In steps S20 and S30, first and second soil moisture data for the geographical region for two points in time are provided, wherein these soil moisture data are provided with higher resolutions compared to the resolution of the precipitation data. In this respect, it is preferred that the second spatial resolution and the third spatial resolution are equal and preferably a 100-meter square. Notably, the respective soil moisture values of the soil moisture data may be provided in any measuring unit, e.g. as shown in figures 3a and 3b in cubicmeter water/fluid per cubicmeter soil. In figures 3 shows examples of such soil moisture data, which were provided with a 100-meter resolution. In this example, figure 3a shows the first soil moisture data for a point in time t3 (e.g. the current time; t2 - 0 hours), wherein figure 3b shows the second soil moisture data for a point in time U (e.g. t2 - 24 hours). For instance, if the precipitation value in Figure 2 represents the precipitation that fell from April 5, 2020 (T00:00) to April 6, 2020 (T00:00), Figure 3a and 3b preferably represent snapshots of the soil moisture at or near the beginning, i.e. U = April 5, 2020 (T00:00) and end, i.e. t3 = April 6, 2020 (T00:00) of the precipitation time period.
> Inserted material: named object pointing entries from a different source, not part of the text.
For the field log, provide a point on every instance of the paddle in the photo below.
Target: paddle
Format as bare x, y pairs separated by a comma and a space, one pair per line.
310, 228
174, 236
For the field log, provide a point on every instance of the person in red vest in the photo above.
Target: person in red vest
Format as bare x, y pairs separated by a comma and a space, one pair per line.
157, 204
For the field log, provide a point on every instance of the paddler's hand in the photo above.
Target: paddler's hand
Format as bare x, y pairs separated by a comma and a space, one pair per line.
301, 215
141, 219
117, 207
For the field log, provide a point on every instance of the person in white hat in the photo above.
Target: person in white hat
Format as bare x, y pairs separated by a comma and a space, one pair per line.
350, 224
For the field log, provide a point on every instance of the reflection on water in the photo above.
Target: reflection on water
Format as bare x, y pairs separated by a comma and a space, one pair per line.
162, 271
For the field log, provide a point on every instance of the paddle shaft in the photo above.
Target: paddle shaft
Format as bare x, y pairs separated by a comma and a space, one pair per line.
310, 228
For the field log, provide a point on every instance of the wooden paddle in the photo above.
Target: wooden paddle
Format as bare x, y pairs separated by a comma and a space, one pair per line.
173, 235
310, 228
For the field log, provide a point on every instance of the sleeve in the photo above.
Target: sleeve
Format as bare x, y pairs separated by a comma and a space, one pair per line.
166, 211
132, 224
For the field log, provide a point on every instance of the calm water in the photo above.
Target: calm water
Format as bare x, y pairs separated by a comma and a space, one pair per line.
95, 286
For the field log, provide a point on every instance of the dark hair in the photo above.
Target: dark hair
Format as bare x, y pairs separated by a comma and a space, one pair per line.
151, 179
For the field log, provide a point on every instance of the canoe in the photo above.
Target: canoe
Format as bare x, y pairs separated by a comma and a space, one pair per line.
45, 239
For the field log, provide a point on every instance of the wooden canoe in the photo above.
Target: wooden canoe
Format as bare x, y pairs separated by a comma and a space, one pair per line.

In a step S40, soil moisture difference data, i.e. residual data, between the first soil moisture data and the second soil moisture data is calculated. The latter can be done, for example, by calculating a difference between the second data and the first data. Based on this soil moisture difference data the precipitation distribution data for the geographical region can be calculated/estimated in a step S50. In an embodiment of the invention, the precipitation distribution data having a low resolution and the first and second soil moisture data having a high resolution can be fed to one or more trained machine-learning algorithm to distribute the total amount of precipitation and to provide precipitation distribution data with a high resolution. For example, such machine-learning algorithm can be trained on a specific geographical region and its specifics and then be used to distribute the total amount of precipitation in that geographical region, whereby it is then only necessary to input the precipitation data and the first and second soil moisture data into the machine-learning algorithm. In figure 4, an example for such soil moisture difference data is shown based on the first and second soil moisture data shown in figures 3.

Figure 5 is an example for precipitation distribution data for the geographical region for the predetermined period of time (ti, t2) based on the precipitation data and the soil moisture difference data with a spatial resolution higher than the first unit of area. The amount of rainfall was distributed over the geographical region according to the distribution of soil moisture difference data.

Figure 6 shows a schematic overview of the different agronomic management models using precipitation distribution data provided according to the above described method. Figure 7 is a schematic overview of the different agronomic management instructions using precipitation distribution data provided according to the preferred embodiment of the present invention.

The present invention has been described in conjunction with a preferred embodiment as examples as well. However, other variations can be understood and effected by those persons skilled in the art and practicing the claimed invention, from the studies of the drawings, this disclosure and the claims. In the claims as well as in the description the word “comprising” does not exclude other elements or steps and the indefinite article “a” or “an” does not exclude a plurality. A single element or other unit may fulfill the functions of several entities or items recited in the claims. The mere fact that certain measures are recited in the mutual different dependent claims does not indicate that a combination of these measures cannot be used in an advantageous implementation.